Growth hormone

Adult playfully throwing a child into the air

What is growth hormone?

Growth hormone (also known as HGH – human growth hormone – and somatropin ) is a protein produced by the pituitary gland. The pituitary gland is a pea-sized gland at the base of the brain and is part of a series of glands that make up the endocrine system which also produces other important hormones for the body.

The main functions of growth hormone (GH) are to stimulate growth, cell reproduction and regeneration in humans and other animals.

Some diseases are treated with growth hormone, including:

Functions of growth hormone

The main functions it performs are to:

  • Increase height and muscle mass
  • Control the body's metabolism
  • Reduce body mass

Growth hormone isn’t limited to a person’s developmental stage during their childhood and teenage years: it’s produced throughout a person’s life. Some people are deficient in growth hormone and this can lead to various health problems. Similarly, having an excess of growth hormone can also cause problems.

This hormone affects and influences the process of glucose inhibition - it is a stimulant for producing proteins and breaks down fatty acids in the body. For example, when a person hasn’t eaten for a period, growth hormone maintains blood glucose levels and moves the reserved fat to have an alternate energy source for the body.

Conditions related to growth hormone issues

The main conditions of growth hormone are the following:

  • Growth hormone deficiency: In children, it can cause slow growth and cause weight problems or sexual maturity.
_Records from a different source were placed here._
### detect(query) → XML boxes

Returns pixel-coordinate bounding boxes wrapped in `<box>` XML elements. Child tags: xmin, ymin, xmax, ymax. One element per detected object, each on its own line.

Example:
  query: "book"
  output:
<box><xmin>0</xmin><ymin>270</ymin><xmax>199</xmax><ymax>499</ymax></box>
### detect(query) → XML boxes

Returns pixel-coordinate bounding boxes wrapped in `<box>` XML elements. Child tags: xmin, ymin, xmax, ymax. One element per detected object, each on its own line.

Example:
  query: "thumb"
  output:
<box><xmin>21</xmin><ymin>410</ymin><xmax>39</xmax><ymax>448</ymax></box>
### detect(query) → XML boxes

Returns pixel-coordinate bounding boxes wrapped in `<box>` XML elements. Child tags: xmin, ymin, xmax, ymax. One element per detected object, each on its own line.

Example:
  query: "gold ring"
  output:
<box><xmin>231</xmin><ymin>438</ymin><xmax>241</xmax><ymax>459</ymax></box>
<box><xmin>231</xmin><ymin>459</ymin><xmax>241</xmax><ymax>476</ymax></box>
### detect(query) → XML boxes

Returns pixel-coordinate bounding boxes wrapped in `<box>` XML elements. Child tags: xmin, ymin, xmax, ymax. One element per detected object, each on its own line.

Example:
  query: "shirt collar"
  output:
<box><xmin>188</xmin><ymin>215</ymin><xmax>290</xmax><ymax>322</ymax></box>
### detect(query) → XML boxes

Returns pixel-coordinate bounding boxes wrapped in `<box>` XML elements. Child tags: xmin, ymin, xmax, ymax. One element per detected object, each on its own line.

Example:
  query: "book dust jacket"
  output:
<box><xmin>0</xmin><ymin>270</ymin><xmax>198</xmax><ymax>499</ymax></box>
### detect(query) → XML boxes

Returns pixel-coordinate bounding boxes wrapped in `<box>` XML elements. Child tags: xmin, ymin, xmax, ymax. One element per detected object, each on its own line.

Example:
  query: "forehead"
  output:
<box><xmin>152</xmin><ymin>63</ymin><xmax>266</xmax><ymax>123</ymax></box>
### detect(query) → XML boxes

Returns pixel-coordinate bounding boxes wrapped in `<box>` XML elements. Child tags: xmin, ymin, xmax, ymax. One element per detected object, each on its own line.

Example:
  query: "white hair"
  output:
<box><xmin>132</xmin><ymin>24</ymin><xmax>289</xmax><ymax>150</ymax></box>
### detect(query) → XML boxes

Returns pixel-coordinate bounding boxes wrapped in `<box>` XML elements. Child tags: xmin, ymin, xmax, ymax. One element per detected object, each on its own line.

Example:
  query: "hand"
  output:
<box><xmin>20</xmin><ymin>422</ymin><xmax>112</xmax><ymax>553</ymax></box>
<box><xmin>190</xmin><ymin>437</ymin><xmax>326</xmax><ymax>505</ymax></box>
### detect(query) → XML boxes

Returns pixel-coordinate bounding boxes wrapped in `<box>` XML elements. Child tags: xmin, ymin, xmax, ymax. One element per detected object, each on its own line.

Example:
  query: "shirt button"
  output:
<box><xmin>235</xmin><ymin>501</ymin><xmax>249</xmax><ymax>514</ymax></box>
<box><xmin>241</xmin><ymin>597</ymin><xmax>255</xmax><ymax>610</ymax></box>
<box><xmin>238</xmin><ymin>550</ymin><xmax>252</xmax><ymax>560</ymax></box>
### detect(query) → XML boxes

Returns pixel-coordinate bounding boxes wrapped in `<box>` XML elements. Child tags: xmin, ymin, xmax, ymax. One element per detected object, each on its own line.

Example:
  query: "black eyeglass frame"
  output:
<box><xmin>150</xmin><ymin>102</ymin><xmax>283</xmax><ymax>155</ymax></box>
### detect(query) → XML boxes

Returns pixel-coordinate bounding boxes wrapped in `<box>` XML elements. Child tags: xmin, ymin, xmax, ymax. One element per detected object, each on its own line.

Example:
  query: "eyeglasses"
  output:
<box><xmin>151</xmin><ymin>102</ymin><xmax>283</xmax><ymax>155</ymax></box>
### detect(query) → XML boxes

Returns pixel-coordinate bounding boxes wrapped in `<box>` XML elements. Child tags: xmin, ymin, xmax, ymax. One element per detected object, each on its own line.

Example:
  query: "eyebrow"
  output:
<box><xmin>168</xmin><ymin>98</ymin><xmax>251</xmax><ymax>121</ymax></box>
Children with a growth hormone deficiency are of normal weight and height at birth. Slow growth can be seen for the first time during  breastfeeding and continue through childhood. In adults, it can cause tiredness, intolerance to glucose or muscle weakness, as well as alterations in metabolism.
  • Gigantism: When this adrenal disease occurs while the child is still growing (before the growth plates are closed) it is called gigantism and the most common cause is a benign tumour in the pituitary. If the disorder affects adults, it is called acromegaly. Children who suffer from this disease are often extremely large for their age. Some of the symptoms may include delayed puberty, front and mandibular prominence, large hands and feet with thick fingers, weakness, shortness of side vision, etc.
  • Acromegaly: This is a hormonal disorder that occurs when too much growth hormone is produced during adulthood. This causes an increase in the size of the bones, hands, feet and face.

Treatments for growth hormone-related conditions

Growth hormone deficiency is based on replacement therapy with growth hormones. Children may be given growth hormone injections on a daily basis, which can be done at home. This treatment is usually long-term and lasts for several years with check-ups from the paediatrician. Treatment can cause side effects such as headaches, fluid retention, muscle and joint pain, or slipping of the hip bones.

In the case of acromegaly and gigantism, surgery may be the solution as the pituitary tumour causing the disease can often be corrected. In other cases, the tumour is too large to completely remove and radiotherapy can be used to shrink the tumour. Medications can help block or reduce growth hormone secretion.

Who treats growth hormone-related conditions?

Specialists in endocrinology and child endocrinology treat conditions that derive from growth hormone abnormalities.